CFO Amy Hood told analysts: "it’s actually quite hard to separate from a driver perspective how much is optimization versus macro. It’s all related when you start to say 'what’s the best ROI I can get on every budget dollar I spend?' and our job as a partner to so many of these customers is to help them do that."
Is the slowdown -- in cloud and elsewhere likely to result in more job cuts?
Hood suggested not: "We take decisions like the one we had to make to get our cost structure more in line with revenue just incredibly seriously because we have lots of very talented people who were impacted by that. And so I do think that we feel confident in that exit rate."
4: Cybersecurity vendors, look out...
Microsoft's cybersecurity revenue has surpassed $20 billion over the past year.

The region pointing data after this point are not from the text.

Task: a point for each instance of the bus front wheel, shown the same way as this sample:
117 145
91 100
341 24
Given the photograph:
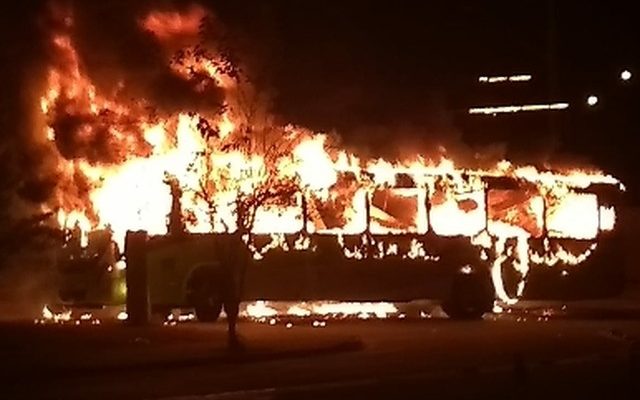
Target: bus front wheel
470 296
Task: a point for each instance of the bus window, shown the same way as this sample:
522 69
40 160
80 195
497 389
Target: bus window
573 215
518 208
279 216
341 210
398 210
455 213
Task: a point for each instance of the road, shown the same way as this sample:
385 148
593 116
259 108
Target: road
410 358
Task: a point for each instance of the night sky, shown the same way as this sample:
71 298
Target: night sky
395 77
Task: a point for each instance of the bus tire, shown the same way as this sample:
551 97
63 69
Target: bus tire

Debate continues to rage amongst analysts and security firms themselves over the extent to which Microsoft will cannibalise their revenue in this space -- many say costs are deceptively high -- but Microsoft was bullish: "We are the only company with integrated end-to-end tools spanning identity, security, compliance, device management and privacy informed and trained on over 65 trillion signals each day. We are taking share across all major categories we serve. Customers are consolidating on our security stack in order to reduce risk, complexity and cost. The number of organizations with four or more workloads increased over 40% year-over-year. UK retailer Fraser Group, for example, consolidated from 10 security vendors to just Microsoft" Nadella boasted.

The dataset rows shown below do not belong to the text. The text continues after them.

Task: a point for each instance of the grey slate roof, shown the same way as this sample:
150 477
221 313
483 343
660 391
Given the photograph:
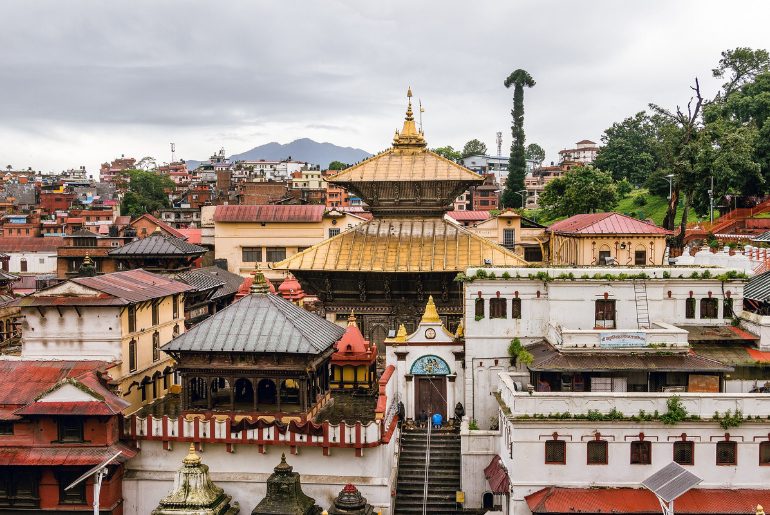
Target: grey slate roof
199 280
758 288
260 323
158 245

(In December SentinelOne's CEO Tomer Weingarten was asked by analysts how much of a threat he felt Microsoft was. For what it is worth, his response was that "Microsoft's offering, as it pertains to the software piece, might be included and perceived as free if you look at integration costs, management costs, and MDR services or any affiliated service, that actually bumps up the price in a pretty significant manner... we've seen more and more Microsoft displacements customers rebounding from Microsoft's offering. Some citing it as eventually -- in eventual cost terms, the most expensive solution they had to manage over the years. So, we feel the competitive environment versus Microsoft is relatively sustained [unchanging]. We haven't seen -- any major shift.)
5: OpEx has soared...
Microsoft's OpEx surged 37% in constant currency.

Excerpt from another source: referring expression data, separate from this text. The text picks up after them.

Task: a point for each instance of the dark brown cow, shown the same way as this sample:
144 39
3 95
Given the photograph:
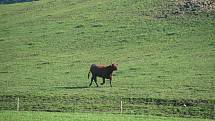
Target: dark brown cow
105 72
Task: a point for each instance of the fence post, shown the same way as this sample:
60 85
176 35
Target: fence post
121 107
17 104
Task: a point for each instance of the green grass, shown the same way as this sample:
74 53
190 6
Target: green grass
47 47
45 116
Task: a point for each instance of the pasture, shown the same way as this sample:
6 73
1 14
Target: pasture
56 116
166 57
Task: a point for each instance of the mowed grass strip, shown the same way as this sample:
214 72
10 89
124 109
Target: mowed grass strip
47 116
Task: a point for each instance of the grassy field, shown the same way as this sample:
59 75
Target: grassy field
165 59
44 116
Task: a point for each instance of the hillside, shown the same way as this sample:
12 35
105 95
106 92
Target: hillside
165 54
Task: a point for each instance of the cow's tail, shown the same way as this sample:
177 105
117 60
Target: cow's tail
89 74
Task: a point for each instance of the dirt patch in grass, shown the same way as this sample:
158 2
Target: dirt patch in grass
190 6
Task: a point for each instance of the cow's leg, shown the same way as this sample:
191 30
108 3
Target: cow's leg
103 81
110 81
91 81
95 79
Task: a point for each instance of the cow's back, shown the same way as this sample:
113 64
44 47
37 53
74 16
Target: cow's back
97 70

That included "roughly 13 points of impact from the Q2 charge noted earlier [from layoffs and planned hardware portfolio changes; little detail yet on that] and roughly 7 points of impact from the Nuance acquisition. (Microsoft completed its acquisition of Nuance -- a conversational AI specialist working across industries including healthcare, financial services, retail and telecommunications -- for $19.7 billion in March 2022.)